La bergère (62 ans), qui travaille dans la partie suisse du Mont d’Or, s’est découvert cette passion il y a plus d’une vingtaine d’années. Après une pause de vingt ans pour notamment élever son enfant, elle a décidé de reprendre du service. « Habiter sur son lieu de vie, être dans la nature, être libre et autonome, … » sont autant de privilèges qui l’ont convaincue de repartir en alpage. « Le contact avec les vaches et la nature est beaucoup plus ressourçant que dans un bureau avec des collègues » explique-t-elle. Et de poursuivre : « on est maître de son travail. On est seul. On organise nos journées comme on veut ». Depuis la fin mai, et jusqu’à la fin septembre, Babeth Roy travaille pour un éleveur suisse. Chaque jour, elle surveille et s’occupe de 46 vaches et veaux et un taureau, sur un espace de 99 hectares, réparti sur cinq pâtures. « J’interviens comme si c’était mes animaux » ajoute-t-elle.

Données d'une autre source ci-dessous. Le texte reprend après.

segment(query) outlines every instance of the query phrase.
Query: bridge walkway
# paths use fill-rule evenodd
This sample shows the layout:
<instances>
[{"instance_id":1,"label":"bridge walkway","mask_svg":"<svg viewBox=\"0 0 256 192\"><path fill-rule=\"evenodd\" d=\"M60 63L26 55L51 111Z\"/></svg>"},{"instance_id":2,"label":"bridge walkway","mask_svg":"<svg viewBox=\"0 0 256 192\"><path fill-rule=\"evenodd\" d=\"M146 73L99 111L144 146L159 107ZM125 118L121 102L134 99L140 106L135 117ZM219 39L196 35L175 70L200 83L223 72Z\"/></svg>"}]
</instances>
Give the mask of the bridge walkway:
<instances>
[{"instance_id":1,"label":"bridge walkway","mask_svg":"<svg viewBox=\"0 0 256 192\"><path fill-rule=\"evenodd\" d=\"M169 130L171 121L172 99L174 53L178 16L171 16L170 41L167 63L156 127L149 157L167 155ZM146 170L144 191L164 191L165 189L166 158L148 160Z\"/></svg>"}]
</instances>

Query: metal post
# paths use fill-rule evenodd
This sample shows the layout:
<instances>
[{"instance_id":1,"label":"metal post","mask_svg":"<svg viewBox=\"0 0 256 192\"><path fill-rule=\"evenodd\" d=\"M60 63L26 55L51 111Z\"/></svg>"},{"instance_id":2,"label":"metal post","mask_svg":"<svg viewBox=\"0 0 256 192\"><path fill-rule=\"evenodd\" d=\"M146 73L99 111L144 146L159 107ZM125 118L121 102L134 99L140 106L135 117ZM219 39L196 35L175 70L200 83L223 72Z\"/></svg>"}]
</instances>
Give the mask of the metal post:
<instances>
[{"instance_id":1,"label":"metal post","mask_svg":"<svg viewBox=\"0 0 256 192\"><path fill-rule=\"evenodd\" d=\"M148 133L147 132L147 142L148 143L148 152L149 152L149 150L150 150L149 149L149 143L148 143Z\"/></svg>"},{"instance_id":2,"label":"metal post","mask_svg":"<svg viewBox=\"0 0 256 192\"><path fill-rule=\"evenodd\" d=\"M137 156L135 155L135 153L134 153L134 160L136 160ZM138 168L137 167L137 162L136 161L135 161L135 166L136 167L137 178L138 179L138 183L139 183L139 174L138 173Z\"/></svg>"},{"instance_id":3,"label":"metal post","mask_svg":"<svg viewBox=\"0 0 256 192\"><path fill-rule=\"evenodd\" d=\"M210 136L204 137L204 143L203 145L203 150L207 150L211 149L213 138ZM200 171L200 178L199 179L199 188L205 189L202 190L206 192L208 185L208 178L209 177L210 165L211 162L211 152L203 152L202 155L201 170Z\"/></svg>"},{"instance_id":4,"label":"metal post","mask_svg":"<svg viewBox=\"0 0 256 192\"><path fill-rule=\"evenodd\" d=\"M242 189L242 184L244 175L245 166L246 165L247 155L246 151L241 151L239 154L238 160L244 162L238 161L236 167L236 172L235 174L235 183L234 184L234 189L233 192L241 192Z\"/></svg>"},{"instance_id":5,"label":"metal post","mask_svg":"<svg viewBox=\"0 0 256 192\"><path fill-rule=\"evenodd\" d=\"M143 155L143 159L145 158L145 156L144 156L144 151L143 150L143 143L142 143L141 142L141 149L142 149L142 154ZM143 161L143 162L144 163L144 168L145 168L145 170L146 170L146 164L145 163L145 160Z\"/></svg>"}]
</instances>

« Des coordinateurs de la montagne »

C’est ainsi que se définit Babeth Roy. Elle apporte une protection à son troupeau et permet aux différents acteurs de la montagne de cohabiter le mieux possible. Chaque jour, elle parcourt entre 5 et 10 kilomètres. Ses missions : le contrôle des vaches, le soin des animaux, la gestion du sel et de l’eau, … .  Babeth le reconnaît, les bergers sont de moins en moins nombreux. Aujourd’hui la moyenne d’âge est d’environ une cinquantaine d’années. Pour sensibiliser aux enjeux du métier et assurer sa pérennité, elle s’emploie, avec l’association des bergers franco-suisse »,  à former la nouvelle génération. « En 1986, il y avait presque un berger dans chaque chalet » explique l’agricultrice. « Aujourd’hui, les chalets, logements de fonction du berger, ne sont presque plus occupés. Ce qui n’est pas sans poser problème pour l’entretien et le devenir de ce beau patrimoine d’alpage ». Et de préciser : « de toute façon, s’il n’y a plus de vache, le paysan monte en voiture et les bois ne sont plus pâturés. Ce qui représente un danger pour l’environnement et l’aménagement du territoire ».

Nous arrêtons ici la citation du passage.